It sounds daft, I know, to wish a winter would go by more slowly.  Most folks wish for the exact opposite, fervently hoping February and March will pick up speed and rip by like a sheet of plywood caught in a gale-force wind, bringing warm planting weather behind it.  Hunkered down waiting for spring, the cold dark months usually crawl by with excruciating slowness.  Not this year, not for me.  This winter is the flying sheet of plywood, and I’d give anything to find the kill switch on the wind machine.

Much has been done, but much remains.  Since the rummage sale, I’ve made two trips to Jackson, MS to attend Grazier’s courses given by the Stockman GrassFarmer staff, stopped in Dallas for a weekend to visit my brother and his family, participated in an Appleseed rifle shoot, and made enormous progress on the condo renovation project.  I’ve continued to pack, finishing several rooms and have at long last scheduled my household goods move, putting that target on the calendar, finally.  The point of no return is now behind me, and as the gale continues to howl around me I’m struggling to stay focused and not fumble.

Good shooters learn a lot of techniques that have a great deal of applicability to everyday life.  One of them is how to make a quick, effective magazine change.  Many timed courses of fire require a magazine change, and it’s a good skill to have.  That rifle’s not going to do even the best shooter any good if she’s spent her bullets and can’t get a full mag back in before the charging bear is upon her.  Any exigent scenario would apply, not saying I’m a bear-killer or anything.  But in the heat of a moment as critical as reloading to shoot the charging bear closing in from 30 feet away, the very simple process of dropping an empty magazine, picking up a full one, inserting it into the rifle and charging the chamber for a shot, will become enormously complex, and easily gooned up with unintended fumble factor.  That’s why a mag change is considered an essential element of marksmanship skill, and is part of every test.

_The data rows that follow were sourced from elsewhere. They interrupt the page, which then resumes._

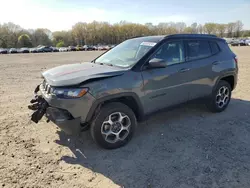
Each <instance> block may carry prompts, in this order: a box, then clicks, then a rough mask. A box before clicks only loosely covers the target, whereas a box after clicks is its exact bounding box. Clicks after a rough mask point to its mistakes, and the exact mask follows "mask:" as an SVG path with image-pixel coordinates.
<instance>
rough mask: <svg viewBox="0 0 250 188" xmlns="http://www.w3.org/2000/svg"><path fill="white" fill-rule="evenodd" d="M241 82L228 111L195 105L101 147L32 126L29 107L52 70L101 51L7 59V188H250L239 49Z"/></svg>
mask: <svg viewBox="0 0 250 188" xmlns="http://www.w3.org/2000/svg"><path fill="white" fill-rule="evenodd" d="M233 51H234V52H236V54H237V55H238V57H239V68H240V75H239V82H238V86H237V89H236V90H235V91H234V92H233V99H232V101H231V104H230V105H229V107H228V109H227V110H226V111H225V112H223V113H220V114H211V113H209V112H208V111H207V110H206V108H205V107H204V106H203V105H194V104H193V105H188V106H182V107H180V108H178V109H175V110H172V111H168V112H163V113H160V114H158V115H155V116H153V117H152V118H151V119H149V120H148V121H147V122H145V123H143V124H140V125H139V126H138V130H137V133H136V135H135V137H134V139H133V140H132V141H131V142H130V143H129V144H128V145H127V146H125V147H123V148H121V149H118V150H112V151H107V150H103V149H100V148H98V147H97V146H96V145H95V144H94V143H93V141H92V139H91V137H90V135H89V134H88V133H89V132H85V133H83V134H82V138H78V139H77V138H70V137H68V136H66V135H65V134H63V132H61V131H60V130H59V129H58V128H56V126H54V125H53V124H52V123H46V122H45V121H43V122H41V123H40V124H34V123H31V122H30V121H29V115H30V112H29V111H28V109H27V104H28V103H29V100H30V99H31V98H32V92H33V90H34V87H35V86H36V85H37V84H38V83H39V82H40V81H41V78H40V72H41V71H44V70H45V69H48V68H51V67H54V66H57V65H60V64H67V63H73V62H80V61H87V60H91V59H92V58H93V57H95V56H97V55H98V54H99V53H100V52H74V53H51V54H26V55H25V54H23V55H0V109H1V110H0V186H2V187H11V188H13V187H60V188H61V187H65V188H69V187H100V188H106V187H107V188H111V187H123V186H124V187H125V188H127V187H135V188H140V187H143V188H144V187H146V188H151V187H170V188H177V187H178V188H189V187H190V188H191V187H192V188H193V187H194V188H198V187H199V188H205V187H207V188H211V187H218V188H222V187H223V188H224V187H225V188H231V187H237V188H244V187H247V188H249V187H250V178H249V177H250V147H249V144H250V117H249V115H250V94H249V93H250V47H235V48H233Z"/></svg>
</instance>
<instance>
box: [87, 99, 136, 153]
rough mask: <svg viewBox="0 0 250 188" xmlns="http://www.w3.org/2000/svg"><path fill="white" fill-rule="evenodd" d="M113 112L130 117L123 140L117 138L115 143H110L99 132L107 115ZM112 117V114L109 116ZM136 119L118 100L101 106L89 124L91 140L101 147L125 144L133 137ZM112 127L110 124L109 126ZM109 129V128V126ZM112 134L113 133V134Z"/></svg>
mask: <svg viewBox="0 0 250 188" xmlns="http://www.w3.org/2000/svg"><path fill="white" fill-rule="evenodd" d="M115 112H121V113H123V114H125V115H127V116H128V118H129V119H130V127H129V131H128V133H126V134H127V136H126V137H125V139H124V140H118V141H117V142H115V143H110V142H108V141H106V140H105V138H104V136H103V134H102V133H101V129H102V125H103V122H104V121H107V119H108V117H109V116H110V115H111V114H112V113H115ZM111 117H112V116H111ZM136 126H137V121H136V117H135V114H134V112H133V111H132V110H131V109H130V108H129V107H128V106H127V105H125V104H123V103H119V102H112V103H108V104H106V105H104V106H103V107H101V109H100V111H99V113H98V114H97V115H96V116H95V118H94V120H93V121H92V123H91V126H90V132H91V136H92V138H93V140H94V141H95V142H96V143H97V144H98V145H99V146H100V147H102V148H105V149H116V148H119V147H122V146H125V145H126V144H127V143H128V142H129V141H130V140H131V138H132V137H133V135H134V132H135V129H136ZM110 127H112V126H110ZM110 129H111V128H110ZM113 136H114V135H113Z"/></svg>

The phrase they teach to help us learn it is, “slow is smooth, smooth is fast.”

Think about it.  The main reason for fumbling is hurrying.  And who wouldn’t be hurrying to shove in fresh rounds to kill a charging bear?  But panicked hurrying is the enemy of calm, dexterous movement, and you need dexterity to effect a rapid mag change.  Slowing down, although counterintuitive when you are counting teeth in the angry bear’s mouth, will get that magazine in faster, because it eliminates the inevitable fumble factor.  Hard to do in the face of danger, so we memorize the mantra, and practice, practice, practice.

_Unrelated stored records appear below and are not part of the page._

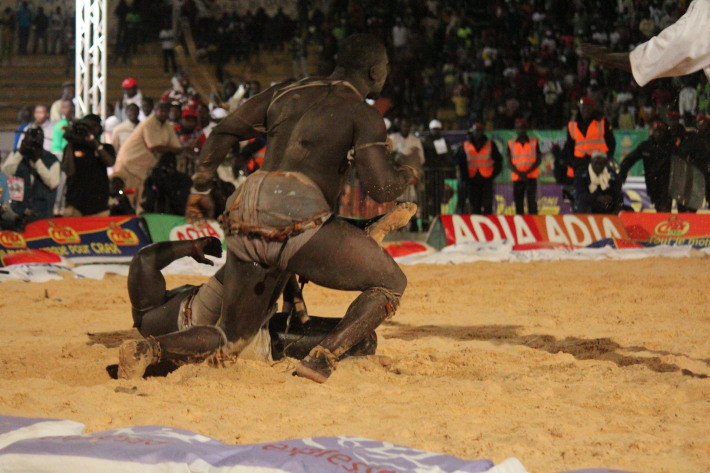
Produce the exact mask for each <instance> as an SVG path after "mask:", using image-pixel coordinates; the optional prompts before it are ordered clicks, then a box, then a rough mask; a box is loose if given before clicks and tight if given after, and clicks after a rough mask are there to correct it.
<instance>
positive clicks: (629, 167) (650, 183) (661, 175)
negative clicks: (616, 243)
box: [619, 121, 673, 212]
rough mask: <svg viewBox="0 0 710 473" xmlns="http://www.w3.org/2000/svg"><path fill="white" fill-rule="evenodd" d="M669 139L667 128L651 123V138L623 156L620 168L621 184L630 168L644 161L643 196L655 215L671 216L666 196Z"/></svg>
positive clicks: (667, 188) (670, 200)
mask: <svg viewBox="0 0 710 473" xmlns="http://www.w3.org/2000/svg"><path fill="white" fill-rule="evenodd" d="M668 138H669V135H668V127H667V126H666V124H665V123H663V122H661V121H656V122H654V123H653V125H652V126H651V136H650V137H649V138H648V139H647V140H645V141H642V142H641V143H639V145H638V146H637V147H636V148H635V149H634V150H633V151H631V152H630V153H629V154H628V155H626V157H625V158H624V160H623V161H621V165H620V166H619V182H620V183H621V184H623V183H624V182H626V178H627V177H628V175H629V171H630V170H631V168H632V167H633V165H634V164H636V163H637V162H639V161H643V175H644V180H645V181H646V193H647V194H648V197H649V198H650V199H651V203H652V204H653V206H654V208H655V209H656V212H670V211H671V205H672V203H673V202H672V199H671V197H670V194H669V193H668V186H669V184H670V174H671V153H672V150H673V148H672V146H671V143H670V142H669V139H668Z"/></svg>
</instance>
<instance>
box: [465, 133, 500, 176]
mask: <svg viewBox="0 0 710 473" xmlns="http://www.w3.org/2000/svg"><path fill="white" fill-rule="evenodd" d="M463 150H464V152H465V153H466V162H467V163H468V177H475V176H476V173H478V172H480V173H481V176H483V177H485V178H489V177H491V176H492V175H493V164H494V163H493V157H492V156H491V150H492V145H491V140H488V141H486V144H485V145H483V148H481V149H480V150H476V147H475V146H473V144H471V143H469V142H468V141H464V143H463Z"/></svg>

I am fighting the fumble factor in my life right now.  Finishing my projects here in California and getting myself moved to the Farm before summer, is my mag change.  Bullet on target will be me and the dogs in the little Toyota truck, pulling into the driveway of the farmhouse.   The complexity of the tasks here, the enormity of work remaining to be done, is the charging bear.  There are days when I look around in complete despair, thinking how impossible a task I have in front of me – so much stuff to pack, so much work to be done, and that bear is RIGHT THERE in front of me!

Those thoughts don’t help, they only make me lose focus and motivation and I find myself circling around not really getting anything accomplished, and feeling sorry for myself to boot.  I even start thinking I will NEVER get to the farm, that I’m going to be stuck here in suburbia forever!  Of course that’s just nonsense, but it has the same effect on my ability to get things done in a day, as hurrying and fumbling to change out my rifle’s magazine.

I can’t let the fear and panic I feel prevent me from getting the fresh mag in, and getting the shot off.  I refuse to let that happen.  So I will say, and learn, and practice:  slow is smooth, smooth is fast.

And I will shoot that charging bear before she gets to me.